The world’s leading publication for data science, AI, and ML professionals.

Install custom Python Libraries from private PyPI on Databricks

Step by step guide on how to integrate your private PyPI repositories on Databricks clusters.

In this blog post I’m going to explain how to integrate your private PyPI repositories on Databricks clusters step by step. As a result, you will be able to install your own custom Python Libraries as easily as you normally do with the public ones.

Photo by Anaya Katlego on Unsplash
Photo by Anaya Katlego on Unsplash

This method opens up the door for sharing code and libraries across Data teams while keeping versioning. Moreover, it gives the possibility to apply hybrid coding approaches on Databricks where you can combine libraries written on local machine (properly tested and released using CI/CD pipelines) and Notebooks using those libraries.

Note: this tutorial is focused on Azure. If you happen to be working on a different cloud provider but you are still interested in this topic, keep reading. You will most likely be able to easily translate the concept to other environments as well.

Why should you use a private PyPI repository

Databricks provides a very simple way of installing public Libraries on Clusters, so you can install them with just a few clicks.
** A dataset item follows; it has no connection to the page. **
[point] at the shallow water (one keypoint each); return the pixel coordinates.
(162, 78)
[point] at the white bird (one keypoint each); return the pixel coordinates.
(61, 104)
Unfortunately, when it comes to self-made custom Libraries, the process is not as easy.

In this case, the most popular solution that I have seen so far is packaging the code into a Python Wheel and upload it to a Blob Storage, so you can install it as a DBFS Library. The second solution found is installing a Library directly from a Git Repository, so you have to provide Git URL and authentication method. Although both solutions do the trick, we are missing something very important here: versioning.

Why Library versioning is important?

When writing your own libraries, sometimes you’ll be writing code that is so tailored to a specific solution that the reuse possibilities are not too high. In other occasions, you might create a code package with classes and utility functions that you would like to share with your co-workers so they don’t have to reinvent the wheel. In both cases, if you keep working on your library, you will be introducing changes that could mess up solutions that are even running in production.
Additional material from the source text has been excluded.